I am very pleased to report that my Mummy and Daddy have finally understood the benefits of eating…. birdie food! When I woke up this morning, I was very happy to find Mummy cooking millet. Now before you rush into any conclusions, please rest assured that this wasn’t because our pantry was so bare that Mummy had to raid the container of parrot food, this was all part of our attempt to introduce more wholegrains into our menu and experiment with the ones we had never used before.
Despite the fact that millet had never been cooked in the Bistro kitchen before, we were rather surprised to find out that it is one of the oldest grains to be cultivated for human consumption. Even today, it is a staple meal ingredient for people living in various parts of the world from China to Egypt, most likely due to its high nutritional content, as well as the fact that it can grow in harsh climate and soil conditions which are unsuitable for growing other types of grains.
These lovely little yellow beads have a beautifully sweet flavour – no wonder Jerry loves his millet sprays so much :-) – and are very nutritious due to their high content of protein and fibre, as well as vitamins and minerals, most notably iron.
We’ve found that millet can take quite a while to cook, so this is not a suitable quick breakfast option, but it’s definitely worth trying if you have the time. It also proved to be a good summer breakfast option, as it’s a lot lighter than a traditional porridge and it cools quickly when mixed with cold milk.
Millet is probably a wonderful candidate for pressure cooking but, since we didn’t use this method today, we are unable to comment on it. However, as we still have half a bag of uncooked millet in the pantry, we will report on the pressure cooking method sometime soon.
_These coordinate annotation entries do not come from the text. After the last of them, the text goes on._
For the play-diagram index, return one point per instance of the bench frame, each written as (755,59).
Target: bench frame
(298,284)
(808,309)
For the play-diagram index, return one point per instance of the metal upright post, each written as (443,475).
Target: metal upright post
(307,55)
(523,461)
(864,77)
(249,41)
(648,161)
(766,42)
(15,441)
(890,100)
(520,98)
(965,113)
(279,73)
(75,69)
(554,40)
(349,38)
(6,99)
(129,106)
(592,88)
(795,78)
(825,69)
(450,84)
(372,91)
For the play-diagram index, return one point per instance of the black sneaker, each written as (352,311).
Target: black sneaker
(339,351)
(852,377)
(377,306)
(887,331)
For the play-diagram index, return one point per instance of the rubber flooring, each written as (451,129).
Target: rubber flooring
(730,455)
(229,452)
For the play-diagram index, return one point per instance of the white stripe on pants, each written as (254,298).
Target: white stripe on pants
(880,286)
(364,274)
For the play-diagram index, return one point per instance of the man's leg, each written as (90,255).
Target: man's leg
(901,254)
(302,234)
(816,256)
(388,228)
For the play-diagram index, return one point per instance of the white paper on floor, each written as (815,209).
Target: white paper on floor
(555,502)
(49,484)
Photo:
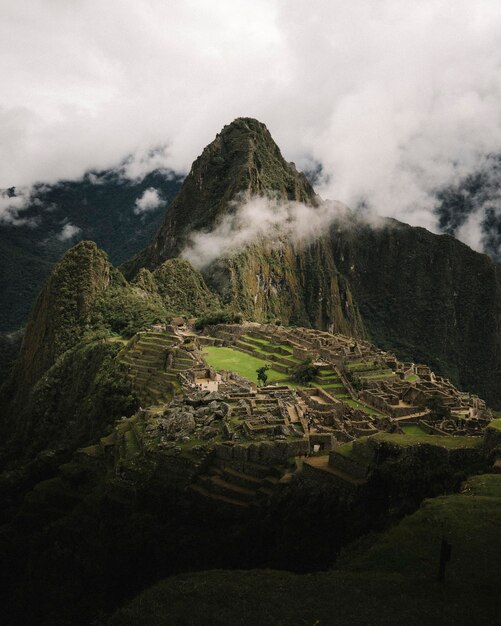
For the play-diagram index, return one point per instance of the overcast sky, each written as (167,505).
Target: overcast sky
(392,97)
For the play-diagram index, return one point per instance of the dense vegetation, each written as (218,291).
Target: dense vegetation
(101,205)
(385,579)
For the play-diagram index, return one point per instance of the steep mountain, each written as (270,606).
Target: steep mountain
(100,207)
(470,208)
(429,298)
(180,287)
(243,158)
(67,384)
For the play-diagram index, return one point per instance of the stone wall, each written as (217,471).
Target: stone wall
(264,453)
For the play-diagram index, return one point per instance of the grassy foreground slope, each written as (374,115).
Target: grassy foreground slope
(389,579)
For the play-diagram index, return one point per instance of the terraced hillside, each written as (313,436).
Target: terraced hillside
(154,360)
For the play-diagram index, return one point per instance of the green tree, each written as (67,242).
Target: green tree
(439,410)
(262,376)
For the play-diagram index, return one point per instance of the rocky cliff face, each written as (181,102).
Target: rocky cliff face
(243,158)
(428,297)
(266,280)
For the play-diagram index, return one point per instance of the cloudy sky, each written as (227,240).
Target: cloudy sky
(392,97)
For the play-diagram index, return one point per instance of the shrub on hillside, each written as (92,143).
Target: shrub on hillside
(305,371)
(218,317)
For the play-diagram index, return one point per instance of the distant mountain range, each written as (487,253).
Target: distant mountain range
(101,207)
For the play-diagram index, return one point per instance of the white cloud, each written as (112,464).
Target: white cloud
(149,201)
(393,97)
(69,231)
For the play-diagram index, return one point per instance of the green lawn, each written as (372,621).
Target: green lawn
(387,579)
(241,363)
(363,407)
(412,430)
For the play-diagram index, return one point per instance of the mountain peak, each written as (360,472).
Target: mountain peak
(242,159)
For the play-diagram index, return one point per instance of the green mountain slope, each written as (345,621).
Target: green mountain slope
(428,297)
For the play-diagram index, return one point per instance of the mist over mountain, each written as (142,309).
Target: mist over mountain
(120,214)
(471,209)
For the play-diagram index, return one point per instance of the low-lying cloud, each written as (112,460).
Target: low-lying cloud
(394,98)
(149,201)
(258,218)
(68,232)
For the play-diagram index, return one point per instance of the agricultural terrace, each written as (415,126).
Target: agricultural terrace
(242,363)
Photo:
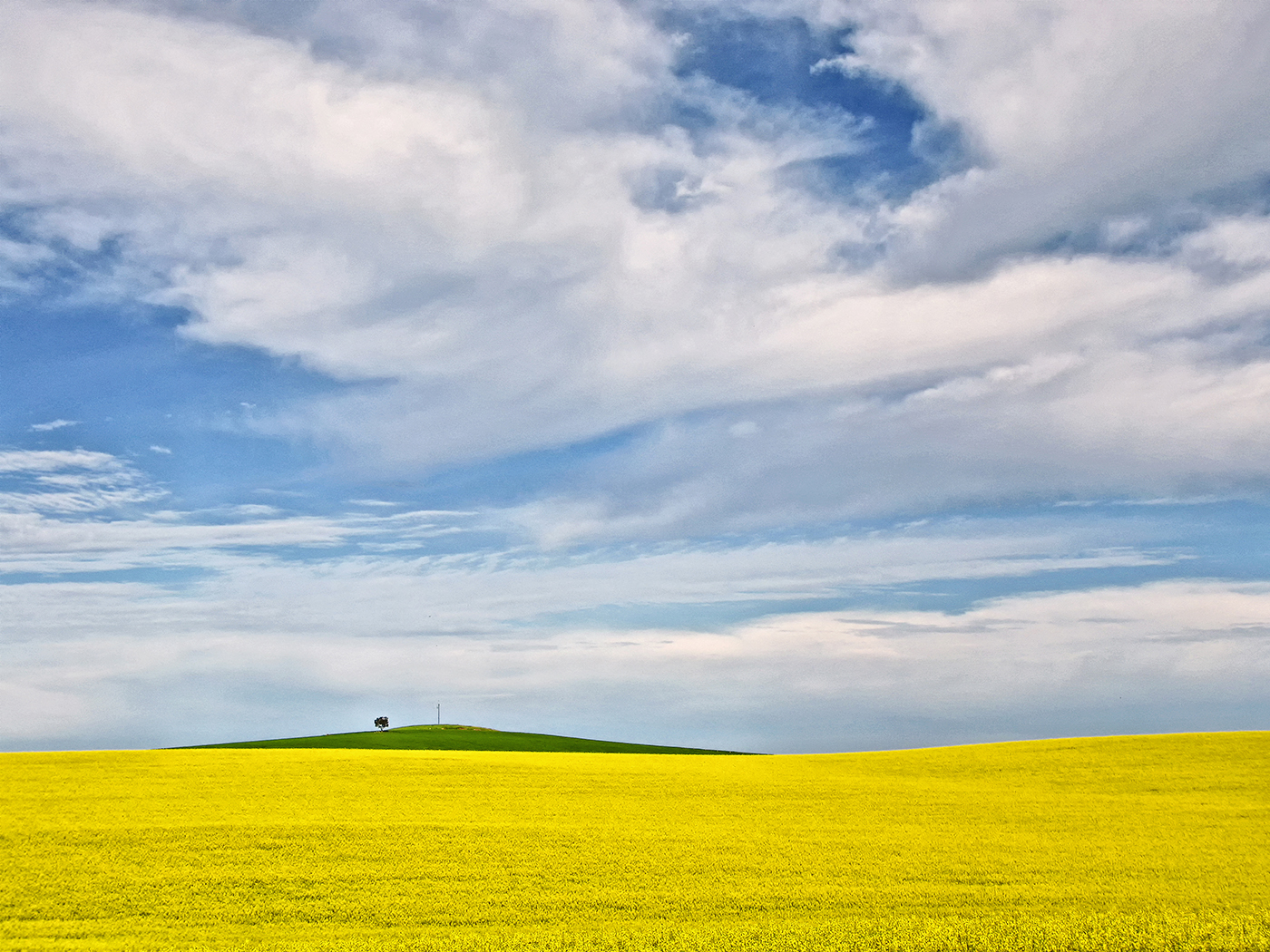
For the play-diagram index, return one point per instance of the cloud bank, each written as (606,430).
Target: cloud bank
(705,325)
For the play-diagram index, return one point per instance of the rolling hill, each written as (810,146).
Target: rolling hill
(456,736)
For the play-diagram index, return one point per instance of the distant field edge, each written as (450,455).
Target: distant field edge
(459,736)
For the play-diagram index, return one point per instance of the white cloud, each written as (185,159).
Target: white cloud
(53,425)
(1172,656)
(446,213)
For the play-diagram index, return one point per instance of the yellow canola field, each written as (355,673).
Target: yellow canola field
(1123,843)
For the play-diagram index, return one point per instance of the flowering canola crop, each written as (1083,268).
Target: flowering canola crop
(1121,843)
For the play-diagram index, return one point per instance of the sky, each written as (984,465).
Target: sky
(767,374)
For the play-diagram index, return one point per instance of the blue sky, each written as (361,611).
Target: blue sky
(767,374)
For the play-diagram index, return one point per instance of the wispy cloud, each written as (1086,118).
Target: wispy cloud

Breakfast Millet and Berries
½ cup dry millet, well rinsed in hot water
1 ½ cups water
1 cup cold milk
2 tsp honey
2 tbsp chopped lightly roasted almonds (or toasted almond flakes if you have them)
4 tbsp lightly toasted coconut flakes
200 g fresh berries (we used a mixture of blackberries and raspberries, but any berries will do)
Bring the water to the boil, then add the millet and simmer, covered, for about 30 – 45 minutes, until the water is absorbed. Check regularly and add more water if necessary. Test the grains after 30 minutes and stop the cooking process when they have reached your desired consistency. Let it rest, covered, for about 10 minutes.
Divide between serving bowls.
Spoon milk, honey, almonds and coconut flakes over the millet and mix gently to ensure everything is combined.
Top with berries and serve. Serves 2.